LACONIA – While some things might have gone into a deep freeze this year due to the pandemic, the effort to launch the Gilda’s Club New Hampshire has continued to proceed.
The latest sign of progress is the recent announcement of the hiring of Scott Kalicki as executive director. Kalicki is a Laconia resident and is well-known as the former president of Lakes Region Community College. Kalicki, the local chapter’s first hire, started on Dec. 1.
Gilda’s Club is a network of organizations that serve as centers of support for cancer patients and their loved ones. Named in honor of Gilda Radner, member of the original cast of Saturday Night Live, the first Gilda’s Club was opened nearly 30 years ago in New York City. There are now Gilda’s Clubs across the country – but none in Northern New England.
The effort to start one locally goes back a little more than two years, when Pat Anderson decided to fill the gap in service she found after moving here. Anderson, a breast cancer survivor, had formed a club in Madison, Wisconsin, when she lived there temporarily to help her mother through her illness. She was troubled to realize that there wasn’t anything like a Gilda’s Club in New Hampshire – even though the state ranks in the top quarter of new cancer diagnoses, according to the Centers for Disease Control.
Anderson’s goal, said Kalicki, is for the local chapter of Gilda’s Club to open in 2021. To do that, they will need to identify a space, and to raise the money necessary to secure it.
Gilda’s Clubs are comfortable and home-like in atmosphere, places where anyone can drop in for social interaction, structured programming or just quiet reflection. Kalicki said they would be looking for something in the 3,000- to 3,500-square-foot range, located in a place that is easy to find and access, with outdoor space that could be used during nice weather, and with adequate parking capacity nearby. Because they envision the club as drawing from all corners of the state, they think the Lakes Region, and Laconia in particular, would make for a good geographical location.
If they can’t find a long-term solution, they would consider a highly visible office space, somewhere they could “hang a shingle out, so to speak,” said Kalicki.

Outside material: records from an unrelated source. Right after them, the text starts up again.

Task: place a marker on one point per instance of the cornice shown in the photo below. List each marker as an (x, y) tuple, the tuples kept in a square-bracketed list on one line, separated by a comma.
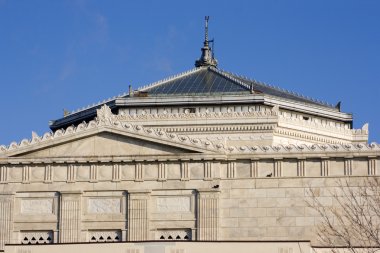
[(107, 120)]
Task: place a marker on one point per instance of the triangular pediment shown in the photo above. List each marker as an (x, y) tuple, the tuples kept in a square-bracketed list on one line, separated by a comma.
[(105, 144), (107, 136)]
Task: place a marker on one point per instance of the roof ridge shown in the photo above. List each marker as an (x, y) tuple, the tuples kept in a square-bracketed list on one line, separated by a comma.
[(104, 101), (226, 75), (170, 78), (323, 103)]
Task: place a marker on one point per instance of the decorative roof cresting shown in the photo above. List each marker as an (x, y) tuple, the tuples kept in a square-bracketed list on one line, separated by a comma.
[(207, 57)]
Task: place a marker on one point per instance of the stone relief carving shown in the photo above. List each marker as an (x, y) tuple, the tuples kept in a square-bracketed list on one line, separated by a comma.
[(173, 204), (104, 205), (175, 234), (105, 117), (36, 206), (36, 237), (104, 236)]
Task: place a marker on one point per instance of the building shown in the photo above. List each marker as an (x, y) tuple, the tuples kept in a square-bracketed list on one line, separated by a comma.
[(205, 156)]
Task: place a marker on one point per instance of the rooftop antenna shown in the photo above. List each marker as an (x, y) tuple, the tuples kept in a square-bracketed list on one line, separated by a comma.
[(207, 58)]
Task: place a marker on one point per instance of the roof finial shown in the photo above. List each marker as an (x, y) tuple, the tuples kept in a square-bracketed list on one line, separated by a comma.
[(206, 30), (207, 57)]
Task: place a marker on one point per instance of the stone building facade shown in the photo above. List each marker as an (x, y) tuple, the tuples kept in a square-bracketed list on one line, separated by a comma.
[(203, 156)]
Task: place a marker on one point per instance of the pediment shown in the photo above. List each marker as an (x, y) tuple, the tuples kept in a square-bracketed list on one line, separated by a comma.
[(105, 144), (107, 136)]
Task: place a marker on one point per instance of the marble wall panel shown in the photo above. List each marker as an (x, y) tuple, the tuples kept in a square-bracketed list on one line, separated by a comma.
[(127, 171), (104, 172), (174, 170), (60, 172), (196, 170), (360, 167), (289, 168), (37, 173), (83, 172), (312, 168), (336, 167), (243, 169), (15, 173), (265, 168), (150, 171)]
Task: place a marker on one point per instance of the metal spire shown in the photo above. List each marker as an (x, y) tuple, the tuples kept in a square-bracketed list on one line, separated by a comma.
[(207, 58)]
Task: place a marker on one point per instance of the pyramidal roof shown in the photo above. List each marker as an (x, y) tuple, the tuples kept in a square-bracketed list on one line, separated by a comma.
[(208, 80)]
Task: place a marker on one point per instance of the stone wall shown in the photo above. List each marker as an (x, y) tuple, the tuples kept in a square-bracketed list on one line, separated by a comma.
[(192, 198)]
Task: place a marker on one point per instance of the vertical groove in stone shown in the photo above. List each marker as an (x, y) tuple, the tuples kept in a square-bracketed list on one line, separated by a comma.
[(254, 168), (139, 172), (25, 174), (116, 172), (71, 173), (301, 168), (231, 169), (208, 216), (324, 167), (3, 174), (277, 168), (348, 167), (93, 173), (371, 166), (48, 176), (185, 175), (162, 172), (6, 220), (138, 224), (207, 170), (70, 219)]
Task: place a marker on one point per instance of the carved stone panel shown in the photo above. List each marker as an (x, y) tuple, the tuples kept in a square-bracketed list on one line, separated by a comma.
[(104, 205), (36, 206), (173, 204)]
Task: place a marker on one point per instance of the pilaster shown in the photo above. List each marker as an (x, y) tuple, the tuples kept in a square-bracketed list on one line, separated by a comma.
[(70, 217), (6, 218), (185, 173), (325, 166), (208, 214), (138, 220)]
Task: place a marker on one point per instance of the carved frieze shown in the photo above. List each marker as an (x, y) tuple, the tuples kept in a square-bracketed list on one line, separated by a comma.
[(104, 205), (173, 204), (36, 206)]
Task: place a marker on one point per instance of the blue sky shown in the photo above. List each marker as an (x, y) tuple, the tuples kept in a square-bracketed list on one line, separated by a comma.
[(69, 54)]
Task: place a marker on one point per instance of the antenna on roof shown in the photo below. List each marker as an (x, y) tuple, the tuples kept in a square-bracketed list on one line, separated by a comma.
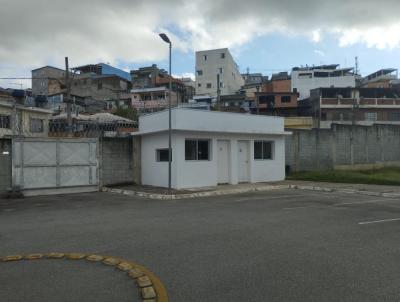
[(356, 65)]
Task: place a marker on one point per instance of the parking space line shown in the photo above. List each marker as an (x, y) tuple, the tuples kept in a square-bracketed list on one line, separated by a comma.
[(268, 197), (295, 208), (379, 221), (363, 202)]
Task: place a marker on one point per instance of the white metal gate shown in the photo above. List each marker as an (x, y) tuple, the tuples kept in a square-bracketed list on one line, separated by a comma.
[(46, 166)]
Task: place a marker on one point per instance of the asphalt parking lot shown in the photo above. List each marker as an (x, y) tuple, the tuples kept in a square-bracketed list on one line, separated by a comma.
[(283, 245)]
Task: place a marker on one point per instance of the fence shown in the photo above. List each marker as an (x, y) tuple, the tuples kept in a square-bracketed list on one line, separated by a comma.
[(343, 146)]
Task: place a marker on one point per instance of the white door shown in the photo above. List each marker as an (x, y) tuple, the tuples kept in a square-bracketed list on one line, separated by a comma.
[(243, 161), (223, 162)]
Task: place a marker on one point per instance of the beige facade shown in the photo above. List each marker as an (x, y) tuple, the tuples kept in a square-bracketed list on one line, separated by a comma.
[(209, 64), (28, 122)]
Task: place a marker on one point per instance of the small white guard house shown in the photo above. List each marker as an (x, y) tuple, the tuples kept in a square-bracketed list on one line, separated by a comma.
[(211, 148)]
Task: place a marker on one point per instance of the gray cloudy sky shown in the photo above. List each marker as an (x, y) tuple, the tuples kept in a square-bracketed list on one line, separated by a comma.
[(39, 32)]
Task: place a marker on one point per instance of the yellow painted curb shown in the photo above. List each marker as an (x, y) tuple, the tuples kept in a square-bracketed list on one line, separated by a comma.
[(149, 285)]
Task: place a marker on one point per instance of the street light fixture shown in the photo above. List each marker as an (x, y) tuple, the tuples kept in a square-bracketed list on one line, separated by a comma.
[(165, 38)]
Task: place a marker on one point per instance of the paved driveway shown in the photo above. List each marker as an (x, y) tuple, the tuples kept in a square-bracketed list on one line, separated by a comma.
[(286, 245)]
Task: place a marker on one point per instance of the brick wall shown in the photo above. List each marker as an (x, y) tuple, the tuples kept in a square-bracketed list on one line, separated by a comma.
[(343, 145), (116, 161)]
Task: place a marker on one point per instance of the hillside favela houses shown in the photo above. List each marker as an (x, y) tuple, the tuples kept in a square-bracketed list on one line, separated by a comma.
[(211, 148)]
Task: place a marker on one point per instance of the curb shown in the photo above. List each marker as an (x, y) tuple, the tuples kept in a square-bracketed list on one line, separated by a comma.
[(196, 194), (149, 285), (245, 190), (347, 191)]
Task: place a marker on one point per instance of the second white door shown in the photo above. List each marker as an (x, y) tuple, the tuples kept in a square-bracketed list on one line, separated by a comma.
[(223, 162), (243, 161)]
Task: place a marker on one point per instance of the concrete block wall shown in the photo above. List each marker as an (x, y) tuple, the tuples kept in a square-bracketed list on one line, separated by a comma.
[(5, 164), (117, 161), (343, 146)]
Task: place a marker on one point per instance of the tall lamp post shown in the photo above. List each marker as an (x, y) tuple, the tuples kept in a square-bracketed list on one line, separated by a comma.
[(167, 40)]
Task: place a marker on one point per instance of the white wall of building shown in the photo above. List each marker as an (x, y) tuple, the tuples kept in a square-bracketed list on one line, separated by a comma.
[(192, 174), (304, 84), (213, 62)]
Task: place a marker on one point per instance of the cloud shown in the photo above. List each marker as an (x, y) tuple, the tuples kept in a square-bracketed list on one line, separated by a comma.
[(35, 33), (319, 52)]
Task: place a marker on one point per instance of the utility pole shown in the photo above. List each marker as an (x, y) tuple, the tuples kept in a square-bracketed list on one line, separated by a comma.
[(218, 94), (69, 107), (257, 98)]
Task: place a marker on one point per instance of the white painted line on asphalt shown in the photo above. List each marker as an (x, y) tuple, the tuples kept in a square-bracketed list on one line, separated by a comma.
[(295, 208), (267, 197), (379, 221), (361, 202)]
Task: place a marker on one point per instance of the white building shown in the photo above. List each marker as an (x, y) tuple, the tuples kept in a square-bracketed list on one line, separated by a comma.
[(304, 79), (209, 63), (211, 148)]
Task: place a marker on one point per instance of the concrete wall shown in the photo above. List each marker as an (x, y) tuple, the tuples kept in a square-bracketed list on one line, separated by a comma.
[(191, 174), (5, 164), (117, 161), (343, 146)]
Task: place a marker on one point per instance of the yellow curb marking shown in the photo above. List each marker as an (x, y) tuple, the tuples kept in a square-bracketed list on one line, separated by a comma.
[(95, 258), (111, 261), (55, 255), (151, 288), (12, 258), (124, 266), (33, 256)]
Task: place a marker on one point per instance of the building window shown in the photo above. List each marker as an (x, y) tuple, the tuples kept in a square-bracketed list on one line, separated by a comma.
[(263, 150), (394, 116), (36, 125), (197, 149), (162, 155), (5, 121), (371, 116)]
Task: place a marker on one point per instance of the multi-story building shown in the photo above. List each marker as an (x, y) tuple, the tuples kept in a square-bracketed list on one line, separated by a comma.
[(47, 80), (361, 106), (153, 79), (276, 97), (90, 83), (210, 64), (304, 79), (384, 78)]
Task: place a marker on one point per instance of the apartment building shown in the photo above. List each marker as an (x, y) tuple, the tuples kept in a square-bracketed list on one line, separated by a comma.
[(304, 79), (211, 64), (361, 106)]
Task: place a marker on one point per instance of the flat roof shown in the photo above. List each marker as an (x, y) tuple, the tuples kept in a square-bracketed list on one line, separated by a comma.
[(195, 120)]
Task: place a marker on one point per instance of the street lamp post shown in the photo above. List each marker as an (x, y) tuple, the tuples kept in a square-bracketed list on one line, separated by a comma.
[(167, 40)]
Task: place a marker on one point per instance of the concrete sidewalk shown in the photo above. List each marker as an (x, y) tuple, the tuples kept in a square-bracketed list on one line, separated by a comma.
[(161, 193)]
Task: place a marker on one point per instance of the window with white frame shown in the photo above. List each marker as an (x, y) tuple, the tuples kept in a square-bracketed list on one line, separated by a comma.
[(5, 121), (162, 155), (263, 150), (371, 116), (35, 125), (197, 149)]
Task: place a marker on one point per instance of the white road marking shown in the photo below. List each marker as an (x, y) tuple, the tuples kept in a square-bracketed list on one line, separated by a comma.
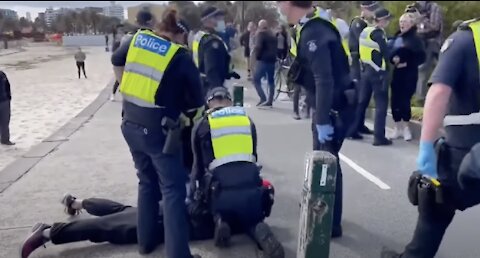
[(370, 177)]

Even without a location, Gilda’s Club New Hampshire has already started reaching out to local people whose lives have been touched by cancer. They have held some online and virtual events, in keeping of this year’s emphasis on social distancing.
“We will look to continue that,” Kalicki said. “We think that’s an important way to serve the needs of the community so people can see what we do.”

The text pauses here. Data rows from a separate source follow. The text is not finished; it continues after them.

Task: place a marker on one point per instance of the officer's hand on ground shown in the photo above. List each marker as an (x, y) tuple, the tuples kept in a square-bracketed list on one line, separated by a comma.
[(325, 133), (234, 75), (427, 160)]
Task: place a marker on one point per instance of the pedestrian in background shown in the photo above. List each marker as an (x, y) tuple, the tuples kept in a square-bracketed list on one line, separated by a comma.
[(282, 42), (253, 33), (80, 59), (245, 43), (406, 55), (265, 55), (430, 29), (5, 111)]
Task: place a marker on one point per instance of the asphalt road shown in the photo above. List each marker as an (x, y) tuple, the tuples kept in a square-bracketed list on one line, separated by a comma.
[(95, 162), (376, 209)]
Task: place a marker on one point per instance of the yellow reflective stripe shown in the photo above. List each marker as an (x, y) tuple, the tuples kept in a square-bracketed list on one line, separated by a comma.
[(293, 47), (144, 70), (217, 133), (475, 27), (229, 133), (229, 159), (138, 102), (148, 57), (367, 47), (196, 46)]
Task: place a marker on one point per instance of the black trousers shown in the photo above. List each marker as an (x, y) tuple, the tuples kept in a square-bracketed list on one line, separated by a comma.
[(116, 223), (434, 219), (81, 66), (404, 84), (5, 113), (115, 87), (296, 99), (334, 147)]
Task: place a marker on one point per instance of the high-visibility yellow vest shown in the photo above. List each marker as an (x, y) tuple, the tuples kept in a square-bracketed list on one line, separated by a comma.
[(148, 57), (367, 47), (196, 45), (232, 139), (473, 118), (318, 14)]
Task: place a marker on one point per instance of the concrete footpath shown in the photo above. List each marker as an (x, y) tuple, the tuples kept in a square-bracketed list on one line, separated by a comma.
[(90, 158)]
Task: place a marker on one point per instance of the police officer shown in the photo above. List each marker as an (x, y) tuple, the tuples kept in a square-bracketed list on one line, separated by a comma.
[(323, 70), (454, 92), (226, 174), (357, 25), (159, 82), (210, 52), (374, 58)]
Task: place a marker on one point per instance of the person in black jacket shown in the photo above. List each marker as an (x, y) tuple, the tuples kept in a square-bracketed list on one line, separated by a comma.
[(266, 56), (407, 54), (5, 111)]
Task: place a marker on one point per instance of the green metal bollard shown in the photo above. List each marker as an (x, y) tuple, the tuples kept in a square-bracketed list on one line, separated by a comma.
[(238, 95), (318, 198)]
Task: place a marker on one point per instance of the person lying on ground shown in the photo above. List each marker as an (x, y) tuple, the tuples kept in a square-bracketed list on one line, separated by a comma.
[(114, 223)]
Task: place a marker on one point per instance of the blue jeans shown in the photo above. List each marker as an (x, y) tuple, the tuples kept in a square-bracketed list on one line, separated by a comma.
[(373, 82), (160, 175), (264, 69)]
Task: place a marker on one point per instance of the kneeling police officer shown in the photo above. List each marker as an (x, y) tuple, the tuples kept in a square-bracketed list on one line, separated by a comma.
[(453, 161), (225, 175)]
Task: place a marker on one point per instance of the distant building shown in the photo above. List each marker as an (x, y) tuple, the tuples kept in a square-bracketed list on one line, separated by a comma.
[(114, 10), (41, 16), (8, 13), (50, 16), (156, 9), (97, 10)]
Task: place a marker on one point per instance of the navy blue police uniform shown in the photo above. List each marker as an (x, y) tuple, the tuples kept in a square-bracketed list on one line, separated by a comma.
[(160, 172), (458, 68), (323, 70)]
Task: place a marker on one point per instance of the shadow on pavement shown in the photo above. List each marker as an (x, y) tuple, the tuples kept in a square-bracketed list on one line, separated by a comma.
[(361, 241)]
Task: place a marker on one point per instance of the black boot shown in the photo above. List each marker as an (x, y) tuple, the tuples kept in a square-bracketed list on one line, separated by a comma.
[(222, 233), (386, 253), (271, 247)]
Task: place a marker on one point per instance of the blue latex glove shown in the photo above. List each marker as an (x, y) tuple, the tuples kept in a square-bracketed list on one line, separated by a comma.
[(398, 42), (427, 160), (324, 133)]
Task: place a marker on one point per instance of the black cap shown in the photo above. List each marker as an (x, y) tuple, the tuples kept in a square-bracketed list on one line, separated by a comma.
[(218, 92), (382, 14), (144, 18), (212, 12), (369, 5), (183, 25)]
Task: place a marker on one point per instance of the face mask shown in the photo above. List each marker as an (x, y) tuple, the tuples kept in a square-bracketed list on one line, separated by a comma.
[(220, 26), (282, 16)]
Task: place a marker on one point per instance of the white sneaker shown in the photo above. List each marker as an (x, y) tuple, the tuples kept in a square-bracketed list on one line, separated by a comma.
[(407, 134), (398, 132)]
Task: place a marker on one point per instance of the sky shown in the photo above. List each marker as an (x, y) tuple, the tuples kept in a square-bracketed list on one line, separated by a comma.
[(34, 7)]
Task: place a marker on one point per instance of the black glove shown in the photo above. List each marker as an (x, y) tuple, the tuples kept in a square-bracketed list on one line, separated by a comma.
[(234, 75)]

The Gilda’s Club New Hampshire Facebook page currently has about 150 followers, but Kalicki said that there are “easily several hundred” who would benefit from the organization’s services.
Given the prevalence of the disease, it’s the rare person who has never been diagnosed with, or who doesn’t have a friend or family member who has suffered from cancer. Kalicki was in that minority, he said, until his mother’s diagnosis.
“Up to that point in my life, I was not someone who was, as Gilda Radner said, a member to an elite club that I didn’t want to be a part of,” he said, referring to a phrase that Radner used to describe her life as a cancer patient.
“It caused me to really pay attention to the issue and to the struggles and to how it really impacts life, and how important it is that no one is alone when they’re dealing with cancer,” Kalicki said. “I didn’t have a Gilda’s Club. It would have been helpful, when that reality smacked me in the face, to have a supportive community to go to.”